Now the worst thing you can do when trying to assist women in trouble is to “Shiny Thing” them. They are already under a colossal amount of pressure and interrupting their thought process or an attempt to verbalize their emotional angst can lead to them getting really frustrated and sometimes even angry. Understandably so. They don’t understand yet that I have faults too. Many, many, many faults. They think of me as some sort of Rehab in Shining Armour..some example to follow…some lesson to learn. They have no idea how many lessons I still have in front of me and that it is from each of them I gain more insight to who I am and what I am here for. They don’t understand that seeing them is like looking in a mirror for me. Older, wiser, sure. But scarred and still a little vulnerable. Still a little afraid of fire.

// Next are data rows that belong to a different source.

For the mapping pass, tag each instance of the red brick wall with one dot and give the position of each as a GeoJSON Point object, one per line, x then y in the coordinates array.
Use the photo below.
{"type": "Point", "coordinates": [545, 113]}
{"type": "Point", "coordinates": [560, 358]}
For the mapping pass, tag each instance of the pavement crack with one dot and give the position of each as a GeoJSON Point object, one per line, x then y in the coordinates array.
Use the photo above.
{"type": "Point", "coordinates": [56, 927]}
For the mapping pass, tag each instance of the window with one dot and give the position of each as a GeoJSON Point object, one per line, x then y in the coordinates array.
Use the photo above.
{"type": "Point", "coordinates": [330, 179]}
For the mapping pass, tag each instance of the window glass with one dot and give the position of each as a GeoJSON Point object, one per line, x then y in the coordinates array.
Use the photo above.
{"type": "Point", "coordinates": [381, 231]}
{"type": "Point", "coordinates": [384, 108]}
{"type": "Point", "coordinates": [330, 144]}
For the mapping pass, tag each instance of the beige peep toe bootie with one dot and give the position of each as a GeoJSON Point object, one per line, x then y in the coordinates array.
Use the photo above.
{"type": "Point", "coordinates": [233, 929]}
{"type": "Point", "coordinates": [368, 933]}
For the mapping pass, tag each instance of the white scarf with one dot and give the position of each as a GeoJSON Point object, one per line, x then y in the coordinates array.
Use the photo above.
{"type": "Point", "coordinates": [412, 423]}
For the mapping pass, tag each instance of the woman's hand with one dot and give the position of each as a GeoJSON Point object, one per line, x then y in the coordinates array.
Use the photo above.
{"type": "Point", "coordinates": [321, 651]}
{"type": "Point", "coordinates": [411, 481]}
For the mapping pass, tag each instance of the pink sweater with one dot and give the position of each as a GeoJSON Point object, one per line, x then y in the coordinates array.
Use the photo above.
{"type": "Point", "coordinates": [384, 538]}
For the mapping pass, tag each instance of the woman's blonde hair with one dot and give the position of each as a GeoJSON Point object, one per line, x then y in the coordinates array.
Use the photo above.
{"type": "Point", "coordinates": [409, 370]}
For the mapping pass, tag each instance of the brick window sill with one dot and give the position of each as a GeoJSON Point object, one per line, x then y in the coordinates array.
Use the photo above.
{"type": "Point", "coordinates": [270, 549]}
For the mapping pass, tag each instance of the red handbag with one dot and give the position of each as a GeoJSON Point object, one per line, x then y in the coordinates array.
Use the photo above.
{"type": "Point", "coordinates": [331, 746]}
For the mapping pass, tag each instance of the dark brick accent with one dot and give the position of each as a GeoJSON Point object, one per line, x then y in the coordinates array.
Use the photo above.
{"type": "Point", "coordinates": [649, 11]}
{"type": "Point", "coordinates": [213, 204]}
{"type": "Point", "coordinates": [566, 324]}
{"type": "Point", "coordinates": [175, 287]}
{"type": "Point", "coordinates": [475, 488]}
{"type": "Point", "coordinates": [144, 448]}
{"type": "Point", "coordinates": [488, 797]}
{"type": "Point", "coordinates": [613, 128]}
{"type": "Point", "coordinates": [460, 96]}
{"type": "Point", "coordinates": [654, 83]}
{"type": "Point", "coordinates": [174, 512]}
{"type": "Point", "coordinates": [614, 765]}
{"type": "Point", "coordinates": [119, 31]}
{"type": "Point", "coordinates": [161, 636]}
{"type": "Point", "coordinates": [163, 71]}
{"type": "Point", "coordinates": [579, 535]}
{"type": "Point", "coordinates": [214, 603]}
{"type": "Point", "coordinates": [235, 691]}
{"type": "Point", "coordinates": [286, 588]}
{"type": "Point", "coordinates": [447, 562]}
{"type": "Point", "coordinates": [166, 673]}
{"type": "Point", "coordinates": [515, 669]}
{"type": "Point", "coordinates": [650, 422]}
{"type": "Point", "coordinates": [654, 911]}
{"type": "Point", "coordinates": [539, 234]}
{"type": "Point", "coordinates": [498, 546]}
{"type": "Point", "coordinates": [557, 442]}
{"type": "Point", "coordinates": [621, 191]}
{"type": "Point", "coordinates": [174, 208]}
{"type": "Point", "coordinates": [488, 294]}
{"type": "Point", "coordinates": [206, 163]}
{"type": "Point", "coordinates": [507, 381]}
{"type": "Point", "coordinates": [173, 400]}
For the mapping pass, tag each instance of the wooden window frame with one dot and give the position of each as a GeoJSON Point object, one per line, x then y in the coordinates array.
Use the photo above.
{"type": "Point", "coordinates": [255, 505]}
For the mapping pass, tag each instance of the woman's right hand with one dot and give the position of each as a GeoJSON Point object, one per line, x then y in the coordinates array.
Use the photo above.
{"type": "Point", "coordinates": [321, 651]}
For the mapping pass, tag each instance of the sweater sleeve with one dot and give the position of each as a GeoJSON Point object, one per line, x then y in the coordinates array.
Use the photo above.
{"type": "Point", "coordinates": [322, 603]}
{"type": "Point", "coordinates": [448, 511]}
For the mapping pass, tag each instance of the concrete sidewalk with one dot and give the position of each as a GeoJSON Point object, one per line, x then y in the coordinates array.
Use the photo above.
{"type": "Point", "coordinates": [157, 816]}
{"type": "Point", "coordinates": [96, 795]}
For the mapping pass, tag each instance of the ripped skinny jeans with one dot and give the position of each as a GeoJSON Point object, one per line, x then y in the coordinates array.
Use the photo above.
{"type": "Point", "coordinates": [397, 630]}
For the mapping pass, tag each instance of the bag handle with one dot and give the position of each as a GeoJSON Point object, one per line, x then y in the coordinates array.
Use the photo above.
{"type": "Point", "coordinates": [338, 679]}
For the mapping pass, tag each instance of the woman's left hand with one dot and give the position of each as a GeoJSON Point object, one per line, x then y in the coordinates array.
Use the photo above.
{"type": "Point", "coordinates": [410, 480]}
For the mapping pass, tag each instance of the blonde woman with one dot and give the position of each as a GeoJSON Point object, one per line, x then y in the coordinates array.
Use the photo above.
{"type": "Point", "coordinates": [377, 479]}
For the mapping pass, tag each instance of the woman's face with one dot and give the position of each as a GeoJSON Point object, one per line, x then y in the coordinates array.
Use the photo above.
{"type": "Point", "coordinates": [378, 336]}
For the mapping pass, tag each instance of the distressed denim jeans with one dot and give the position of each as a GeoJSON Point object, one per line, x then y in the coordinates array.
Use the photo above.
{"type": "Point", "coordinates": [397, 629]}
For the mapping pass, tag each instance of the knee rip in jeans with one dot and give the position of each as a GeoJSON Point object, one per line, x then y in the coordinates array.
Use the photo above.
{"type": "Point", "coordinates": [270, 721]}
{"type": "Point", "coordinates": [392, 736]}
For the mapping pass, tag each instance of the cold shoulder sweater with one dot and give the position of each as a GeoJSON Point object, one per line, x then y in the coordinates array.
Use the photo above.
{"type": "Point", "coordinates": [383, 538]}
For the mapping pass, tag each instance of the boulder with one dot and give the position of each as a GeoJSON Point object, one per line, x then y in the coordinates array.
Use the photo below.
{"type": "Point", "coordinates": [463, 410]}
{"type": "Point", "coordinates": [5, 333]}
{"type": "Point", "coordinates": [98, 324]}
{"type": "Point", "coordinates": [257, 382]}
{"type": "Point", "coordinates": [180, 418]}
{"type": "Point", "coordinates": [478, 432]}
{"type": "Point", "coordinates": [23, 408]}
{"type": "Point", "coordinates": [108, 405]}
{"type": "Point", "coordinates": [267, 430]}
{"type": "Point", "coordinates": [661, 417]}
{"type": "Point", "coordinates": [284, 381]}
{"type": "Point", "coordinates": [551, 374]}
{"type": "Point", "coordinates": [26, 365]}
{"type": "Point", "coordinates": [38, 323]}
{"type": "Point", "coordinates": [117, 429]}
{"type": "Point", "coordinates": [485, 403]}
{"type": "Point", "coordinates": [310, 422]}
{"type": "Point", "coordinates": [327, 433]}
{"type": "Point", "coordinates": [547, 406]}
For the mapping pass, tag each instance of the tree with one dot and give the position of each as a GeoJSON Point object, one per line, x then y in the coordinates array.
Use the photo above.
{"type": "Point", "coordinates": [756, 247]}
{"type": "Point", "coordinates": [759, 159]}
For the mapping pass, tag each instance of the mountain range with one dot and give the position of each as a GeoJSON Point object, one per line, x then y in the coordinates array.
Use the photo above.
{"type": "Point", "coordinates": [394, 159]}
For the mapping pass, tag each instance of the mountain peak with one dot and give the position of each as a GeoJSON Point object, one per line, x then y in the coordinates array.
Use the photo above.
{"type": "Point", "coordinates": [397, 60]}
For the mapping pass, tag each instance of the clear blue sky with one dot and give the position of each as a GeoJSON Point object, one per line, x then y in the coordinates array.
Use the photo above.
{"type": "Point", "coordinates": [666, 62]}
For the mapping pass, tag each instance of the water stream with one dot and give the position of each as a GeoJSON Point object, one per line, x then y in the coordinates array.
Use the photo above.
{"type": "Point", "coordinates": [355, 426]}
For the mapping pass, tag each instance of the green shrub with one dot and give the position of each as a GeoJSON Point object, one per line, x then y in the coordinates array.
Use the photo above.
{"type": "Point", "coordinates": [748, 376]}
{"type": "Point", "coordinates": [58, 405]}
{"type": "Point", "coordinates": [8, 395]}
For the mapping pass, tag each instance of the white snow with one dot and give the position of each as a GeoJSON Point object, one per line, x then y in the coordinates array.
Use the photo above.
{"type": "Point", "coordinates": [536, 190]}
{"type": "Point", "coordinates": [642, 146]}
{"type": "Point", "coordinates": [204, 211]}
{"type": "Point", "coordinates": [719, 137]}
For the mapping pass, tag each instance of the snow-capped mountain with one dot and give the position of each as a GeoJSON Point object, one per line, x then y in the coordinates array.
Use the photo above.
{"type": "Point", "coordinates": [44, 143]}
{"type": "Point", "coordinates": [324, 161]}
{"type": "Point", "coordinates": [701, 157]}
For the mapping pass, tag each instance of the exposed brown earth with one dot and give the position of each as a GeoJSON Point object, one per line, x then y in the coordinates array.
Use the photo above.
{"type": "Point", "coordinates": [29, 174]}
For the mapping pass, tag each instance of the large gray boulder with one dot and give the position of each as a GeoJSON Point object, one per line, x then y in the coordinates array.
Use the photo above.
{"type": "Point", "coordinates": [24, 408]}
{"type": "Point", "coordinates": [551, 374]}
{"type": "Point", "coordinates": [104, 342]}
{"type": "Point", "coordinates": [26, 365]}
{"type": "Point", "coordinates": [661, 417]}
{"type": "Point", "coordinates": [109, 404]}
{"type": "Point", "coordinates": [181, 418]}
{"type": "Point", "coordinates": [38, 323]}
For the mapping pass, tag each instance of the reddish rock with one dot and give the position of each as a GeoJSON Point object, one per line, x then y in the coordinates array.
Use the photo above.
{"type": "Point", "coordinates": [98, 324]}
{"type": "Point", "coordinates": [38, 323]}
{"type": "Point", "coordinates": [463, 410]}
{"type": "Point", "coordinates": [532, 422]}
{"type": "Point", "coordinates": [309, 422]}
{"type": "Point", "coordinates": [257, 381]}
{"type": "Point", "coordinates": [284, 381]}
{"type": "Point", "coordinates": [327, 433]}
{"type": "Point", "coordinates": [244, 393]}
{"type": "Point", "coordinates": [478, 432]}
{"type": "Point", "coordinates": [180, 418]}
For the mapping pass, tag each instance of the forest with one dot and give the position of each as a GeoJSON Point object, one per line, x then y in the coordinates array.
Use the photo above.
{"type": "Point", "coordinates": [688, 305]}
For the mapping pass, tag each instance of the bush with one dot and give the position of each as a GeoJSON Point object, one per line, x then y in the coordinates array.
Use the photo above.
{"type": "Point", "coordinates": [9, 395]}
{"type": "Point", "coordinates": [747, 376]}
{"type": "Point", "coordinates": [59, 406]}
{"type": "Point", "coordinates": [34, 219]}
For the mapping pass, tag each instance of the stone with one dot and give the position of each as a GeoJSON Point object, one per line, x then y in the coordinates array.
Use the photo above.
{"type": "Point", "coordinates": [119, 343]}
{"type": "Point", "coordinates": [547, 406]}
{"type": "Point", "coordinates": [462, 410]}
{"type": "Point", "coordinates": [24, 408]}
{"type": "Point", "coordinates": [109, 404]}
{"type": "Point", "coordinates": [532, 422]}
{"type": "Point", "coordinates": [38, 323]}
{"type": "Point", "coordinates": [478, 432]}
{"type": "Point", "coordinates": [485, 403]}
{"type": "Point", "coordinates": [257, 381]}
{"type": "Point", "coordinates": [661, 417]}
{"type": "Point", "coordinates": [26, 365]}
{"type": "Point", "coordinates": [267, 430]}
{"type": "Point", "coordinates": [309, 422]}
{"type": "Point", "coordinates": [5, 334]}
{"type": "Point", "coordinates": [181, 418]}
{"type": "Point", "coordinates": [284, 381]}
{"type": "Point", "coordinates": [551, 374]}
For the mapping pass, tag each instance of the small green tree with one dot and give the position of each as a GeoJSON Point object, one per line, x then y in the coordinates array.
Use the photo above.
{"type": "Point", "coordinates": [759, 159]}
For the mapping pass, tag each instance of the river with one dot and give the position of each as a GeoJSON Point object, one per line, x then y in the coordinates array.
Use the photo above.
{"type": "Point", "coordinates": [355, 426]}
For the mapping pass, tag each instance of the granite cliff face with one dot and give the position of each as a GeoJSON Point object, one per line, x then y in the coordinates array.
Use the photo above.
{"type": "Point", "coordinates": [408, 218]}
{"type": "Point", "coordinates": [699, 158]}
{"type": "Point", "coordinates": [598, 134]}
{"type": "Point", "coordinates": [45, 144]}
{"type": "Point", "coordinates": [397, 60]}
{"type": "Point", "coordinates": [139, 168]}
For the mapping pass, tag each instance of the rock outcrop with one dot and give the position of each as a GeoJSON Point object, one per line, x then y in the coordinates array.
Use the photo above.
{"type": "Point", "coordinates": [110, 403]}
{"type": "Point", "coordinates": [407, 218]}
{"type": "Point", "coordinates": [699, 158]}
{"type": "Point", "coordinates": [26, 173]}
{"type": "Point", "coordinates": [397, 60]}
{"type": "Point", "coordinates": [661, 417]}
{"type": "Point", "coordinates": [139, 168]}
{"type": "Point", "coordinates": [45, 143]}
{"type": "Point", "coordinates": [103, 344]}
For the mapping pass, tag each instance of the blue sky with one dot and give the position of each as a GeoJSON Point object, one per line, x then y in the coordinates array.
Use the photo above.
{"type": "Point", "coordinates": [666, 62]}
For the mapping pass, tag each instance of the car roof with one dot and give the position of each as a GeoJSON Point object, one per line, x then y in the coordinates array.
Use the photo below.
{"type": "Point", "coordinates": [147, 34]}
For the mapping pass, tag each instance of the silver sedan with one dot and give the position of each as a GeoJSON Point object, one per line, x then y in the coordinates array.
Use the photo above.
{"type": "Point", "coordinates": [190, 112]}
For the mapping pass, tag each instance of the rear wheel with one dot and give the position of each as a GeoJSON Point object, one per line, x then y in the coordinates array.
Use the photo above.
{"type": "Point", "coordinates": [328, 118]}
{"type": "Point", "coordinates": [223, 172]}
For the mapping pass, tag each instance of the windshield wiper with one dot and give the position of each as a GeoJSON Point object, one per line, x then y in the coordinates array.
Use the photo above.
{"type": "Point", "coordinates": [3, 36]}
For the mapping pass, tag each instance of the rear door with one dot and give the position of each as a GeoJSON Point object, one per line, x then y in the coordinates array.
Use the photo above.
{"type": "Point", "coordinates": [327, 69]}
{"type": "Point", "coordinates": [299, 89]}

And, in my own dysfunction, when faced with the enormity of the responsibility I have undertaken to mentor them back to sound mental health, I am trapped by a selfish and desperate need to finish their sentences to disguise my insecurities and deflect attention from the fact that I really have no idea what I’m doing.
I just lost one of my girls back to the street about four months ago. I saw it coming for a full week. I watched her make choices that I knew would lead her directly into hell. I advised her against it. I pleaded with her to reconsider. I questioned her motives. I threatened. I cajoled. I would have danced naked in the street to regain her attention but – like me – the “Shiny Thing Syndrome” had already taken hold and her interest in recovery was like shutting off a light.
And now I had my own mirror to look in. It was ironically like a circus mirror where the image shifted and distorted, casting a very unflattering prism of light on my own life. I was forced to look a little deeper to try and remember who I was.
I was forced to focus
No easy task for those of us who suffer from “Shiny Thing Syndrome”.
What I saw was a deeper understanding of my reasoning for trying to undertake such an enormous task as this rehabilitation of women and I was able to see that my motivation was only slightly less pure than I might have originally thought.
My intentions were not poisonous…not even a little. As the weight of what I considered to be my own personal failure – to cure this woman from her addiction to self loathing – started to lift, I was able to see that I was motivated by the fear that she is what I could have become. And as I teach my girls at the class in jail every week, I remembered that faith must replace fear in order to become well – mentally, emotionally and psychologically.
And I was still a little afraid – even though my faith has become stronger through the experience and it will grow stronger with each passing day. The lesson to be learned from having Shiny Things Syndrome is to not be afraid of it. To acknowledge it. To embrace it. There is no cure – no magic pill – no vaccination. It has to be addressed daily with a prayerful attitude of releasing it to a higher power.
By admitting it’s there I can walk in a greater understanding of what walking in the light of Love, Joy, Peace and Forgiveness really is.
Dedicated to Lynda. May you someday find the peace that waits for you.